In beginning this job I find myself casting about for comparisons to set up against the vision of a full German army of seven army corps on the march. I think of the tales I have read and the stories I have heard of other great armies: Alaric’s war bands and Attila’s; the First Crusade; Hannibal’s cohorts, and Alexander’s host, and Caesar’s legions; the Goths and the Vandals; the million of Xerxes—if it was a million—and Napoleon starting for Moscow.
It is of no use. This Germanic horde, which I saw pouring down across Belgium, bound for France, does not in retrospect seem to me a man-made, man-managed thing. It seems more like a great, orderly function of Nature; as ordained and cosmic as the tides of the sea or the sweep of a mighty wind. It is hard to believe that it was ever fashioned of thousands of separate atoms, so perfectly is it welded into a whole. It is harder still to accept it as a mutable and a mortal organism, subject to the shifts of chance and mischance.

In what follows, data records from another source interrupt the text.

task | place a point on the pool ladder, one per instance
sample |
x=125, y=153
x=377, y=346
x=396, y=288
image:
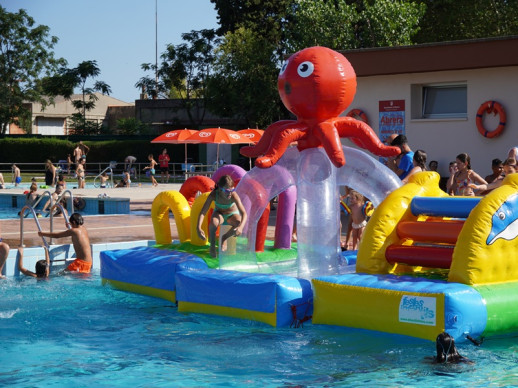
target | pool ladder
x=110, y=169
x=53, y=206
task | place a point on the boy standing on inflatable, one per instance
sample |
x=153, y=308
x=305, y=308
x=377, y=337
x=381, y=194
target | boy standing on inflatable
x=228, y=210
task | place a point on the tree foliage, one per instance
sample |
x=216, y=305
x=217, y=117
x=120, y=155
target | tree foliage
x=66, y=81
x=25, y=56
x=342, y=24
x=183, y=72
x=245, y=78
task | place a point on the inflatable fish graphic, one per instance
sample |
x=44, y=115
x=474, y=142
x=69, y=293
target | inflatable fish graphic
x=504, y=223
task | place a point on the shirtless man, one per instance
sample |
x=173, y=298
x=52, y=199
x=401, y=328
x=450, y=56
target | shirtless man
x=4, y=252
x=81, y=243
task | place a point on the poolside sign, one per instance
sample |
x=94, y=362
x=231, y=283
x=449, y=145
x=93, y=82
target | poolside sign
x=420, y=310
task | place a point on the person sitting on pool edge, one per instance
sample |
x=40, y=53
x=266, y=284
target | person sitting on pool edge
x=446, y=350
x=42, y=266
x=81, y=243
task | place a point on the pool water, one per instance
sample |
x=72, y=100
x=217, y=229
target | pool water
x=72, y=331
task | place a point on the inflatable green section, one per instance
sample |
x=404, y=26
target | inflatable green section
x=502, y=307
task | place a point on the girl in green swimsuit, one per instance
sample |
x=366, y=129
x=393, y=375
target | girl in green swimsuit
x=228, y=209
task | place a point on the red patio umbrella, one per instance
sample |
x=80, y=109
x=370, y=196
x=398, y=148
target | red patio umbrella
x=253, y=135
x=176, y=136
x=216, y=136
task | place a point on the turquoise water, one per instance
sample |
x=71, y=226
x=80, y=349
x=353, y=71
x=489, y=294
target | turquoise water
x=72, y=331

And then, on top of this, when one stops to remember that this army of three hundred thousand men and a hundred thousand horses was merely one single cog of the German military machine; that if all the German war strength were assembled together you might add this army to the greater army and hardly know it was there—why, then, the brain refuses to wrestle with a computation so gigantic. The imagination just naturally bogs down and quits.
I have already set forth in some detail how it came to pass that we went forth from Brussels in a taxicab looking for the war; and how in the outskirts of Louvain we found it, and very shortly thereafter also found that we were cut off from our return and incidentally had lost not only our chauffeur and our taxi-cab but our overcoats as well. There being nothing else to do we made ourselves comfortable along side the Belgian Lion Cafe in the southern edge of Louvain, and for hours we watched the advance guard sliding down the road through a fog of white dust.
Each time a break came in the weaving gray lines we fancied this surely was all. All? What we saw there was a puny dribbling stream compared with the torrent that was coming. The crest of that living tidal wave was still two days and many miles to the rearward. We had seen the head and a little of the neck. The swollen body of the myriad-legged gray centipede was as yet far behind.